Le bongo des montagnes est devenu le «fantôme de la forêt», difficile à repérer au milieu des denses arbustes grâce à son camouflage exceptionnel.
Espèce en danger critique d’extinction, l’animal est progressivement réintroduit dans son milieu naturel par des défenseurs de l’environnement afin d’accroître la population de cette antilope rare, indigène des forêts kenyanes.
Le bongo des montagnes est une antilope rare reconnaissable à sa robe brune et à ses rayures blanches caractéristiques. Avec moins de 100 individus restants à l’état sauvage, une réserve naturelle basée au Kenya les élève et les réintroduit progressivement dans la nature, avec pour objectif d’atteindre 750 bongos sauvages d’ici 2050.
Située sur les pentes brumeuses du mont Kenya, le plus haut sommet du Kenya, en bordure de forêt, la réserve de faune sauvage du mont Kenya, d’une superficie de 506 hectares, dans la région de Nanyuki, s’emploie à restaurer les instincts de survie des bongos nés en captivité. L’objectif est de garantir que ces animaux puissent se nourrir sans intervention humaine, échapper aux prédateurs et développer une forte immunité contre les maladies à l’état sauvage.
La semaine dernière, la réserve a importé quatre nouveaux bongos mâles de l’Association européenne des zoos et aquariums (EAZA), via la République tchèque. Ces nouveaux arrivants, actuellement en quarantaine et en observation constante, seront croisés avec les descendants de 18 bongos arrivés des États-Unis en 2004, afin d’assurer une plus grande diversité génétique.
Le responsable de la réserve, le Dr Robert Aruho, explique que la consanguinité entre bongos aux gènes similaires est découragée dans le cadre de la reconstitution de la population de cette espèce en danger critique d’extinction.
«Nous voulons des bongos non seulement robustes physiquement, mais aussi porteurs de gènes forts pour la génération suivante», a-t-il déclaré.

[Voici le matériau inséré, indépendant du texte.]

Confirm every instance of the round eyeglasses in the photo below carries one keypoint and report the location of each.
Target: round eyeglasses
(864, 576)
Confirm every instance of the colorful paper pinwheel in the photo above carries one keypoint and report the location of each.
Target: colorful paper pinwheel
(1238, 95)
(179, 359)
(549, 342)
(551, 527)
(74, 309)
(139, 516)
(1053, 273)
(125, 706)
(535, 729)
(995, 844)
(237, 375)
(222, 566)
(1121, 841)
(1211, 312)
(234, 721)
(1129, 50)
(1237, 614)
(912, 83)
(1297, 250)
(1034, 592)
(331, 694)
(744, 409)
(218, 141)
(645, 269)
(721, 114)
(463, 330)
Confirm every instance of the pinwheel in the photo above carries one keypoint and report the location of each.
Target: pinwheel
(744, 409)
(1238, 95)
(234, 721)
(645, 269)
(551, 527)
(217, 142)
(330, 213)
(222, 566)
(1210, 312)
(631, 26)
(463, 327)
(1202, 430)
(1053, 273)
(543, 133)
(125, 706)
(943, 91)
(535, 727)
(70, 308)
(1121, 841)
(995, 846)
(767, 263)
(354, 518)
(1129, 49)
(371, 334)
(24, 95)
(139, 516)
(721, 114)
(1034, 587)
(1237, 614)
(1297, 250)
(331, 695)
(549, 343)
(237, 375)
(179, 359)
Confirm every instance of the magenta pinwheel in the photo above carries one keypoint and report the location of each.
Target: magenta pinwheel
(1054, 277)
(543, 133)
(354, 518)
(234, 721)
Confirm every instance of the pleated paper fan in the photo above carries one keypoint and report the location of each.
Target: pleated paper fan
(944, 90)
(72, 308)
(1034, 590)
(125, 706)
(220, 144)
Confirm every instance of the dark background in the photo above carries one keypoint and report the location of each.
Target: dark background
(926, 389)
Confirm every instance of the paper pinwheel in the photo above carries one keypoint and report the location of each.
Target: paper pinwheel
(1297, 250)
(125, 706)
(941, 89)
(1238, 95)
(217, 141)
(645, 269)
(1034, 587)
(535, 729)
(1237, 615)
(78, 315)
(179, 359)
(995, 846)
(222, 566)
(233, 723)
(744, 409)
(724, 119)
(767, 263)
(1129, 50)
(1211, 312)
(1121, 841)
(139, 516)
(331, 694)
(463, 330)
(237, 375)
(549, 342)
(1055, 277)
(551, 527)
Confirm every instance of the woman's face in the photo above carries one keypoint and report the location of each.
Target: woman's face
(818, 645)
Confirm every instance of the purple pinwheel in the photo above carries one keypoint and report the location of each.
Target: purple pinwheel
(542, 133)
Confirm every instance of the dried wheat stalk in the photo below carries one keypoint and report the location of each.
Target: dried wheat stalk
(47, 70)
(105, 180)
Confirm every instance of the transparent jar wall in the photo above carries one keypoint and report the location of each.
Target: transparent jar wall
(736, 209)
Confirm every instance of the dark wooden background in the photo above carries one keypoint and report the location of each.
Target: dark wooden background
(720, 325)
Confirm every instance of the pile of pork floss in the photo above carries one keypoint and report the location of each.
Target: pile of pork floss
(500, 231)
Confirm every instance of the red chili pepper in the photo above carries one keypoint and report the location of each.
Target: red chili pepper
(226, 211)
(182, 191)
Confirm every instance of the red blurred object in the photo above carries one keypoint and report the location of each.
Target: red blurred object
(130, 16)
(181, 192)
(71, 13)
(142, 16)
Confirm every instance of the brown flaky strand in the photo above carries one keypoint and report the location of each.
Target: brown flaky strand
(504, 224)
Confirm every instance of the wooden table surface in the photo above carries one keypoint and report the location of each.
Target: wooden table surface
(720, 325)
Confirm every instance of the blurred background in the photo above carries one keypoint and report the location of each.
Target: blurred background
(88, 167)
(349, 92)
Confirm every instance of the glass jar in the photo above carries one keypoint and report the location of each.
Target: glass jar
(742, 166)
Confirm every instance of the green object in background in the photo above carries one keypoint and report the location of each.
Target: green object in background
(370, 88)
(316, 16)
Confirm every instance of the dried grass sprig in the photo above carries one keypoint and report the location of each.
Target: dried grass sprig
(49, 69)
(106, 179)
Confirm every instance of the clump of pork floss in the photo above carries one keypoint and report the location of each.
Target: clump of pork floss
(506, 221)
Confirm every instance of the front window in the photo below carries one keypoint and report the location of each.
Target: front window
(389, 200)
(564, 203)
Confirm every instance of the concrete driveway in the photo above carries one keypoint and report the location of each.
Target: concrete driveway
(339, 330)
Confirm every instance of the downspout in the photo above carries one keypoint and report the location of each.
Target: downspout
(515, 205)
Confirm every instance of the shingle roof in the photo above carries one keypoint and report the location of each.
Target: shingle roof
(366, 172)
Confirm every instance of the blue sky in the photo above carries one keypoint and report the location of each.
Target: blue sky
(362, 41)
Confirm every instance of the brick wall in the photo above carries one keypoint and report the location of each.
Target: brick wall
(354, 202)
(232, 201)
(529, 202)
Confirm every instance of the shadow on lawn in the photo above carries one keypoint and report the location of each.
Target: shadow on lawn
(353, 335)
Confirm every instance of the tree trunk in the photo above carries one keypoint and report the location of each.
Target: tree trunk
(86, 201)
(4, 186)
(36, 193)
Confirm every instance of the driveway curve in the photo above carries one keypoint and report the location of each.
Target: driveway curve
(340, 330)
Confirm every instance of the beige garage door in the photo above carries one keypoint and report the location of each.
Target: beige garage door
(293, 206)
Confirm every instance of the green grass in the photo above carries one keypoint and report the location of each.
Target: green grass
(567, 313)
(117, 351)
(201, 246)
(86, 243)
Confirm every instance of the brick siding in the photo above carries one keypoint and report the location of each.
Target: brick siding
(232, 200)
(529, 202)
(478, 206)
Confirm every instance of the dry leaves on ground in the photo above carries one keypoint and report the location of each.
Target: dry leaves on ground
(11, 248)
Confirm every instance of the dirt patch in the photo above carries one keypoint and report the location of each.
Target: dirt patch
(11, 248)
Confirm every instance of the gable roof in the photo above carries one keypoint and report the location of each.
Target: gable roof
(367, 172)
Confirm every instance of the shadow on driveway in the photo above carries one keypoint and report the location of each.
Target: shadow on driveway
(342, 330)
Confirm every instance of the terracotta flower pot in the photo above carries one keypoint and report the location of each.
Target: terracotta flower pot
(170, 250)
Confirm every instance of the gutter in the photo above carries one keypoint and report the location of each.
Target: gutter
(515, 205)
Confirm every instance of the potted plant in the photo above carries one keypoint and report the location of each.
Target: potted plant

Les bongos sont originaires des forêts du mont Kenya, d’Aberdare, d’Eburu et de Mau, au Kenya, qui jouent un rôle essentiel dans la protection des forêts vitales pour l’approvisionnement en eau du pays.
Le dernier bongo sauvage a été aperçu dans la forêt du mont Kenya en 1994, avant que la réserve ne réintroduise les dix premiers bongos dans la nature en 2022. Aujourd’hui, ils évoluent parmi les lianes et les arbustes orangés qui constituent une partie de leur végétation préférée.
La population de bongos a fortement diminué après la mort de milliers d’entre eux lors d’épidémies dans les années 1960. Dans les années 1980, le défenseur de l’environnement Don Hunt a exporté 36 bongos aux États-Unis afin de les élever en captivité, dans l’optique de les réintroduire dans leur milieu naturel une fois les conditions améliorées.
Lors de l’ouverture de la réserve faunique du mont Kenya en 2004, 18 descendants de ces bongos ont été importés et se sont depuis croisés avec d’autres espèces, portant la population de la réserve à 102 individus.
Caroline Makena, 33 ans, a grandi dans la région du mont Kenya et se souvient des récits de sa grand-mère sur les bongos, qui affirmait que c’était la viande de brousse préférée de sa communauté. Pourtant, elle n’en avait jamais vu avant de venir travailler comme jardinière dans la réserve.
«Je ne savais pas que les bongos étaient aussi beaux, et je pense que ma communauté les appréciait non seulement pour leur viande, mais aussi pour leur beauté», a-t-elle commenté.
Les bongos sont timides et savent se camoufler malgré leurs rayures blanches distinctives. Ces atouts sont essentiels à leur survie à l’état sauvage. Andrew Mulani, assistant du programme de conservation des bongos au sein de la réserve, explique que les bongos sont suivis pendant des mois avant d’être réintroduits dans la nature afin de sélectionner les individus les plus timides, car les animaux dociles seraient des proies faciles pour les prédateurs.
Son plus grand moment de satisfaction a été la naissance du quatrième bongo à l’état sauvage l’année dernière, signe que les bongos prospèrent dans leur habitat naturel et que leur population est appelée à croître.
La gestation des bongos dure neuf mois, un facteur qui a freiné la croissance de leur population. Ils sont également plus sensibles à certaines plantes et conditions météorologiques que d’autres espèces d’antilopes vivant dans le même écosystème.
Alors que l’équipe de conservationnistes du mont Kenya s’efforce de sauver cette espèce en danger critique d’extinction, en complétant le régime alimentaire des bongos, composé d’arbustes, par des granulés nutritifs spéciaux, des milliers de touristes qui visitent chaque année la réserve s’émerveillent devant leurs cornes spiralées, espérant que ce «fantôme de la forêt» deviendra une vision plus commune dans les forêts kenyanes.